Ainsi, l’État ne garantit plus cette « unité du multiple », pierre angulaire du vivre-ensemble. L’État, en tant que personne morale, est souverain dans la mesure où il peut protéger ses citoyens. Toute faillite à ce devoir signifie la mort de l’entité souveraine. Le risque est grand d’un retour à l’état tribal, voire à l’état sauvage. L’État libanais, pas la nation, souffre d’un syndrome de dépersonnalisation risquant de le mener à l’implosion schizophrénique qui le démembrera définitivement.
Cette condition tragique est due à l’aliénation de la personnalité de l’État par la discorde qu’entretient la mainmise du Hezbollah pour le compte de l’Iran. L’État ressemble à ces patients des cliniques psychiatriques qui disent : « Je sens comme si je n’avais pas de corps… Mes pensées ne semblent pas être les miennes… Mon bras décide ce qu’il veut, etc. » L’État libanais n’est plus qu’un agglomérat de composantes sectaires qui voguent chacune pour son compte.
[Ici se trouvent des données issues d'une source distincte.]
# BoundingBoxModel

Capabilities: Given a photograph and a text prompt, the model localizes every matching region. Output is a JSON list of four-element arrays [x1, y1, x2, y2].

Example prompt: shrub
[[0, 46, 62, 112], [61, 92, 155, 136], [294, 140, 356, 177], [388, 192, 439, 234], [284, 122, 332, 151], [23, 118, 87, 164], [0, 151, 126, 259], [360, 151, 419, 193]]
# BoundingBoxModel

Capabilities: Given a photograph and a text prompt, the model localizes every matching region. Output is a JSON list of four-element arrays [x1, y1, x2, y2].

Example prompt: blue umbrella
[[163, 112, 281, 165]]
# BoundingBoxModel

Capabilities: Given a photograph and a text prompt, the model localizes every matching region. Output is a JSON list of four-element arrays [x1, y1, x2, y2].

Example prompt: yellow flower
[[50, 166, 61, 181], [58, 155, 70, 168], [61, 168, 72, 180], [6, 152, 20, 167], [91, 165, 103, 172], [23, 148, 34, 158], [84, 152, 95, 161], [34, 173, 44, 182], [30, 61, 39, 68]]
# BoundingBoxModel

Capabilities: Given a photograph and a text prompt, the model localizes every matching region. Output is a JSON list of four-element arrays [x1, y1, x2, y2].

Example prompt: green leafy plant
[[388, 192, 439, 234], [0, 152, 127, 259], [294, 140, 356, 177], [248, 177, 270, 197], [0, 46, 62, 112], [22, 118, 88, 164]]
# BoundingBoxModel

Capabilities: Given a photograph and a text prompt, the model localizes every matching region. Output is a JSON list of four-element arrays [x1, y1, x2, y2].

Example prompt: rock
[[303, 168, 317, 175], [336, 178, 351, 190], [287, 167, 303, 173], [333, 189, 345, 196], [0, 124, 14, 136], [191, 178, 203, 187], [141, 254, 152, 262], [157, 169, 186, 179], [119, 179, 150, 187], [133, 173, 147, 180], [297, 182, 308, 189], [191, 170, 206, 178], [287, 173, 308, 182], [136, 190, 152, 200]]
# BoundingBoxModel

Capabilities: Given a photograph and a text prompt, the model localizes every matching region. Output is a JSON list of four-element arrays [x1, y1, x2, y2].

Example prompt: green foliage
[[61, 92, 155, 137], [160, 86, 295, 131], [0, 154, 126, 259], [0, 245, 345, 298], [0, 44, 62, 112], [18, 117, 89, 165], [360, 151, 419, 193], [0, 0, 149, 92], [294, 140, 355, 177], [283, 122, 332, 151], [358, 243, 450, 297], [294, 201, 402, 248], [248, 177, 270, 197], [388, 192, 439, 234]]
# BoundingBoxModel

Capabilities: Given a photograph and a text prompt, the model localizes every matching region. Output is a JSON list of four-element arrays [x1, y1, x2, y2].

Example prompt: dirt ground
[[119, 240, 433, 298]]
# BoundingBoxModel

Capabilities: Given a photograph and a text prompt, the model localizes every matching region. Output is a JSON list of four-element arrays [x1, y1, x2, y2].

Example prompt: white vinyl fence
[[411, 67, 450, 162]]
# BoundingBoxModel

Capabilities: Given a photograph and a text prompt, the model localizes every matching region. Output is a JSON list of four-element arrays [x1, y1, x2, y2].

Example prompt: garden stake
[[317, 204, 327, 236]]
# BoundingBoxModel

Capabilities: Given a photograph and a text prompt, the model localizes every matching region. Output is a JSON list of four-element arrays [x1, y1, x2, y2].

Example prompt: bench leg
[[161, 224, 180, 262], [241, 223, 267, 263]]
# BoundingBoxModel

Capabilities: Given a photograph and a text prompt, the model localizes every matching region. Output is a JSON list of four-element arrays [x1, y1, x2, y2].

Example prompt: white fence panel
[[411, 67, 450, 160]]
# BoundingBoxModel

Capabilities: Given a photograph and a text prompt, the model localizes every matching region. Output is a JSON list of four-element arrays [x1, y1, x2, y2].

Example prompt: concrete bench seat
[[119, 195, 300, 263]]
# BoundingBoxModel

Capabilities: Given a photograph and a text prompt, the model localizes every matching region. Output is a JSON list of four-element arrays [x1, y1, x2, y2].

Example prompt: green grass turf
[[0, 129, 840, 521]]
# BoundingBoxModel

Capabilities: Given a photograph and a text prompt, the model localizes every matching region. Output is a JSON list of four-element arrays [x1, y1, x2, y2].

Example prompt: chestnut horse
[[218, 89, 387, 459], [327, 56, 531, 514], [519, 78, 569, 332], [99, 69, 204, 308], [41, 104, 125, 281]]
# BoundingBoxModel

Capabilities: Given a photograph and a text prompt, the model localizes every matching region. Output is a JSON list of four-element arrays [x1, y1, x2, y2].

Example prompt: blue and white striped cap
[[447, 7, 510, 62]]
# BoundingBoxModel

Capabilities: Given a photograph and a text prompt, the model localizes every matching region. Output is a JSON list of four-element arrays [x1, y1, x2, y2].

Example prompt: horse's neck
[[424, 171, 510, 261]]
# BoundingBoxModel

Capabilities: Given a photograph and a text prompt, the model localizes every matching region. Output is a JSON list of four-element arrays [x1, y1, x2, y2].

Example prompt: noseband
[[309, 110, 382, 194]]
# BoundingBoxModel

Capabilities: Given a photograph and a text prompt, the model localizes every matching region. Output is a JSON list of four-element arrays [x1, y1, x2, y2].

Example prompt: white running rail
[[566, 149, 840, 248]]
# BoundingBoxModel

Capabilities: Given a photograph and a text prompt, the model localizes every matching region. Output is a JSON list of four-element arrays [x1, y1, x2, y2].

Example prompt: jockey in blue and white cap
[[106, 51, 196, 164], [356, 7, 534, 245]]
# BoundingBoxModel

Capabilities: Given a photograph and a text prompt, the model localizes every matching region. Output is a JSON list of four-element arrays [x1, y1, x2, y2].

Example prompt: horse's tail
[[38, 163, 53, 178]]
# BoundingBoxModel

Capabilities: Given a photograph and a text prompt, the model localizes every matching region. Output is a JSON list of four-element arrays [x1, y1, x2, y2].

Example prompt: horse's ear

Leur seul point commun est leur caractère mafieux, et piller impunément est la règle. Aliéné, étranger par rapport à soi, dépouillé de sa volonté propre par l’Iran des mollahs, l’État libanais a perdu toute cohérence lui permettant de jouer son rôle premier de régulateur constitutionnel de la vie publique. En son sein, les forces politiques qui monopolisent le pouvoir sont des partis uniquement habités par les intérêts de l’esprit sectaire et non citoyen. Cet État schizophrène ne peut qu’user de violences physiques face au désarroi du peuple.
La nation libanaise, depuis le 17 octobre, a entrepris un réveil citoyen salutaire qu’elle n’a pas traduit en un projet politique. Elle rejette l’esprit sectaire et tout ce qui ressemble à l’establishment institutionnel. Le social de la société dite civile ne parvient pas à triompher de l’ordre politicien en décomposition avancée. Cependant, ce face-à-face n’est pas réductible à la seule lutte des classes. Le maillage réticulé des « sahate » (places révolutionnaires) révèle des masses d’individus conscients de leur identité citoyenne commune qui n’élimine pas les appartenances confessionnelles mais les contient toutes.
La nation n’est point schizophrène ; elle est traversée de turbulences. Le peuple des dominés affronte une caste de dominants qui forment un club fermé, vaste réseau mafieux où la vie politique se résume au partage d’un butin.
Le gouvernement de Hassane Diab est-il en mesure de sortir le pays d’une telle situation ? Il est permis d’en douter tant que la souveraineté de l’État n’est pas reconquise afin que ce dernier puisse se réconcilier avec la nation.